6 How, then, you will say, do we read in the apocalypse written by John: “The beast that ascends out of the bottomless pit shall...kill them [that is, obviously, the prophets], and their dead bodies shall lie in the street of the great city which spiritually is called Sodom and Egypt, where also their Lord was crucified?” If the great city where the Lord was crucified is Jerusalem, and if the place of His crucifixion is spiritually called Sodom and Egypt; then as the Lord was crucified at Jerusalem, Jerusalem must be Sodom and Egypt.
Holy Scripture, I reply first of all, cannot contradict itself. One book cannot invalidate the drift of the whole. A single verse cannot annul the meaning of a book. Ten lines earlier in the apocalypse it is written: “Rise and measure the temple of God, and the altar, and them that worship therein. But the court which is without the temple leave out and measure it not; for it is given unto the Gentiles; and the holy city shall they tread under foot forty and two months.” The apocalypse was written by John long after the Lord's passion, yet in it he speaks of Jerusalem as the holy city.
But if so, how can he spiritually call it Sodom and Egypt? It is no answer to say that the Jerusalem which is called holy is the heavenly one which is to be, while that which is called Sodom is the earthly one tottering to its downfall. For it is the Jerusalem to come that is referred to in the description of the beast, “which shall ascend out of the bottomless pit, and shall make war against the two prophets, and shall overcome them and kill them, and their dead bodies shall lie in the street of the great city.” At the close of the book it is farther described thus: “And the city lies four-square, and the length of it and the breadth are the same as the height; and he measured the city with the golden reed twelve thousand furlongs.
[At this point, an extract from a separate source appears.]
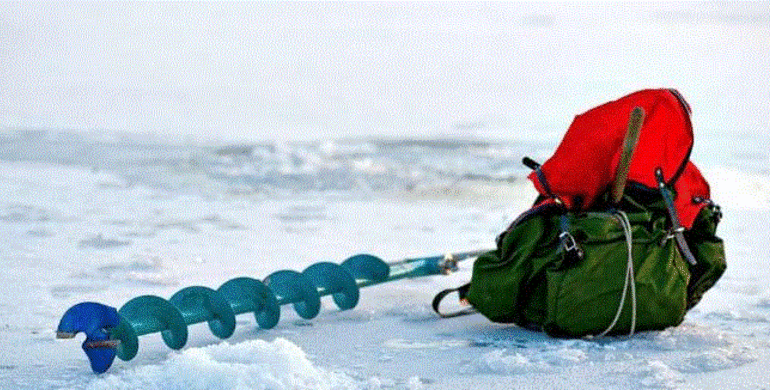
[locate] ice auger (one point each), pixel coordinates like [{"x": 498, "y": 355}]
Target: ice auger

The length and the breadth and the height of it are equal. And he measured the walls thereof, an hundred and forty and four cubits, according to the measure of a man, that is, of the angel. And the building of the wall of it was of jasper; and the city was pure gold” — and so on. Now where there is a square there can be neither length nor breadth. And what kind of measurement is that which makes length and breadth equal to height? And how can there be walls of jasper, or a whole city of pure gold; its foundations and its streets of precious stones, and its twelve gates each glowing with pearls?